働く母の考え事
古いブログですが
晴海22歳の闘病日記 ~死ぬまで生きた~
というブログを読みました。

引き出しの奥の日記帳は、誰にも言えない気持ちを書くためのものだから、他人(どころかほとぼりが冷めた頃の自分)が読んだら胸焼けしちゃうような記述になります。
日記ブログは、誰かが読むことを前提としていますから、書く際には他人(や記憶が薄れたずっと未来の自分)が読んだらどう思うだろう?というフィルタが常にかかります。
病気になれば当然苦しかったり悲しかったりするけれど、一方でそんな自分を冷静に眺めるもう一人の自分や、小さな出来事に喜び感謝する瞬間も、必ず存在します。
晴海さんというブロガーが誰かに読んでほしかったのは、現実には一日の多くを占めていたであろう引き出し日記帳的な胸の内よりも、静かに死を受け入れる気持ち、周りの人みんなに感謝する気持ち、だったのでしょう。

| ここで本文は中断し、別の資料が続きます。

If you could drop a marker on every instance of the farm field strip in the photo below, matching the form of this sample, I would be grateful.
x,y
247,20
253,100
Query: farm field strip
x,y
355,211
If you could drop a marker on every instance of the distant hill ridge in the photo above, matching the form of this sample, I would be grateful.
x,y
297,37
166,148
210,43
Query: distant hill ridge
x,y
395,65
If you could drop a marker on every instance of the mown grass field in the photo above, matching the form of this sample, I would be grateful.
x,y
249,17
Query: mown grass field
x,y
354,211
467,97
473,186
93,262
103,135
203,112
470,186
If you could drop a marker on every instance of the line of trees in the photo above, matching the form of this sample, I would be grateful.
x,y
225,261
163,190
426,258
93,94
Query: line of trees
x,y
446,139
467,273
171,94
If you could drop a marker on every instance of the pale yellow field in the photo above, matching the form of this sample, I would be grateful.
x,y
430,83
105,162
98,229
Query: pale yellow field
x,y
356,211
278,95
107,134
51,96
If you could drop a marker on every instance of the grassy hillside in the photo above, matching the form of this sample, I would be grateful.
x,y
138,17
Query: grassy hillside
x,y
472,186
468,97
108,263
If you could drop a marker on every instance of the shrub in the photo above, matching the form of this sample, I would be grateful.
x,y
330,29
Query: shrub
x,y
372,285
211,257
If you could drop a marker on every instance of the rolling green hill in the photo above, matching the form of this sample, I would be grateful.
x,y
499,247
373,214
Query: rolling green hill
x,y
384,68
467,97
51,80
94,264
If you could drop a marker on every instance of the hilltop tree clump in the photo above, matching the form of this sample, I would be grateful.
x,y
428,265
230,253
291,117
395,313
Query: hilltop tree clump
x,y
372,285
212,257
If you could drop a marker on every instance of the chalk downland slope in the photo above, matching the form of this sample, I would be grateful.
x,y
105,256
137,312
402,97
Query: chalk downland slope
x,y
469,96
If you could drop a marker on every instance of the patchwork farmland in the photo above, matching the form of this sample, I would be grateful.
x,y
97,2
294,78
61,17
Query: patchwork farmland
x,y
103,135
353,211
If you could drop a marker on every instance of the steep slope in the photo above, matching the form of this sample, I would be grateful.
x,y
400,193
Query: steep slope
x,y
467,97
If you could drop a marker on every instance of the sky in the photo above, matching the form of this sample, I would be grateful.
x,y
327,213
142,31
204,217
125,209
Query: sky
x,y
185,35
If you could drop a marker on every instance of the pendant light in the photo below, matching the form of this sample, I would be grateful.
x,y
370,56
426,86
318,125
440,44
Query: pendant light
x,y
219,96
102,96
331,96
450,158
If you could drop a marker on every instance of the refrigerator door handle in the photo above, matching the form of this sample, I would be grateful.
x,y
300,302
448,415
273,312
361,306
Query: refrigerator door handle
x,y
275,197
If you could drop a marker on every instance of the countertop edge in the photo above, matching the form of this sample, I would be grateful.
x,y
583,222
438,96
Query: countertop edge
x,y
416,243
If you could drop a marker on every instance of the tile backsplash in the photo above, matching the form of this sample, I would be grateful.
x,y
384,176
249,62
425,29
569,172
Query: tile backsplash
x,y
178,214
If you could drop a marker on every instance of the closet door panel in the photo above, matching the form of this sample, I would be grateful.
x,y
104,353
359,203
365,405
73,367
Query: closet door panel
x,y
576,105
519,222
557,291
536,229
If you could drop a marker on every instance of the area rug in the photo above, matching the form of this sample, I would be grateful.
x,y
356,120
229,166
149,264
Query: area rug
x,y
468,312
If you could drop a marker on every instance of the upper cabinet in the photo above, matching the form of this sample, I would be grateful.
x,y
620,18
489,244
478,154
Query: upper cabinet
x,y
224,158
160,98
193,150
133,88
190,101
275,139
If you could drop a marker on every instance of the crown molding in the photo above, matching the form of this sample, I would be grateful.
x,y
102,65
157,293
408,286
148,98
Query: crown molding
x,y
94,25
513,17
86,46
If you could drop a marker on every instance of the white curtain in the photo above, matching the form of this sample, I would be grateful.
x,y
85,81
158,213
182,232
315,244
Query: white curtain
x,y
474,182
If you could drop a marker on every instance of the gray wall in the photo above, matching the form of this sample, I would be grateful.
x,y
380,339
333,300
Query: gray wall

そういうフィルタでエントリーを重ねていった結果、ウェブ上の晴海さんは現実とは思えないほど冷静な末期癌患者となり、一方でリアルの晴海さんも冷めた視線で自分を見る余裕を獲得していったのだと思います。

私のブログもフィルタの傾向は同じつもりです。この人が死と向き合っていた頃、私は新しい命との毎日をブログに綴っていました。私も、ブログ日記で密室育児に第三者の視線を取込む余裕をもらったと感じています。
けれどもそんな共感は私のひとりよがりであって、自分の死を見つめることがどれだけ苦しいことなのか、今の私には皆目見当がつきません。私がいつか余命を宣告されて闘病ブログを書くときが来たら、晴海さんのブログとこのエントリーを読み返したいと思います。